Manoel Soares e as lembranças da Vila Cruzeiro

Colunista escreve para o Diário Gaúcho aos sábados 

11/03/2023 - 05h00min


Manoel Soares / Arquivo Pessoal

Nesta sexta pela manhã, eu resolvi mandar um oi para a Manuela D’Ávila, conhecida política que luta por direitos humanos, mas que na minha vida é só amiga mesmo. Em meio aos papos saudosos em mensagens de textos e vídeos, ela me disse que, quando me vê todo cheio de conquistas e alegrias, lembra do menino que morava na Vila Cruzeiro e o quanto deve ter me custado chegar até onde estou. 

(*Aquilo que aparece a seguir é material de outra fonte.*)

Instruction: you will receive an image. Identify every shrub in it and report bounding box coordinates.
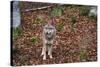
[71,16,77,25]
[13,26,22,40]
[71,16,77,32]
[51,6,64,17]
[80,50,87,62]
[56,22,64,31]
[34,16,45,24]
[80,6,90,16]
[31,36,39,44]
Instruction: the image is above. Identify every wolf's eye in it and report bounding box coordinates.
[49,28,53,30]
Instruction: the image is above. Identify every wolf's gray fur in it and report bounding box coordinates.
[41,23,56,60]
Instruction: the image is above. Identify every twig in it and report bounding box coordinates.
[21,5,54,12]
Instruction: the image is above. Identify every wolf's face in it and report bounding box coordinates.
[43,23,56,40]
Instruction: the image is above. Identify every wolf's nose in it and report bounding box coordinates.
[46,32,51,35]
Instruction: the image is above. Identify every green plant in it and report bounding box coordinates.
[56,22,64,31]
[80,6,90,16]
[80,50,87,62]
[71,16,77,25]
[34,16,45,24]
[31,36,39,44]
[13,26,22,40]
[51,6,64,17]
[71,16,77,32]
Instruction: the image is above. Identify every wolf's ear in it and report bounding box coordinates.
[51,18,55,26]
[48,16,55,26]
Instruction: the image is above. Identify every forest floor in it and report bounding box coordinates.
[12,2,97,66]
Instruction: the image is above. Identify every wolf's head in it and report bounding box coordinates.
[43,23,56,40]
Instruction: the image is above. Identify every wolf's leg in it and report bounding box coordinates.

Quando a Manu me disse isso, me levou a fazer um cálculo que raramente faço, o cálculo das perdas. As noites que perdi editando matérias que achava importantes que entrassem no Jornal do Almoço. Os fins de semana na praia que perdi porque tinha plantão e eu sempre me colocava como voluntário, porque era a chance de ter uma equipe sem pauta definida, mas a minha disposição, então íamos fazer matérias nas quebradas. Tentei me lembrar quantas vezes entrei no SPC porque fazia empréstimos para colocar telhas nas casas das pessoas que gravávamos reportagens porque tinham perdido tudo na chuva. Fazia escondido da direção, porque isso não é aconselhável a um jornalista. As festas de Dia dos Pais que não fui, porque meu filho estudava pela manhã e o jornal estava no ar nessa hora. Quantas vezes deixei de ver minha mãe, de curtir uma balada e por aí vai.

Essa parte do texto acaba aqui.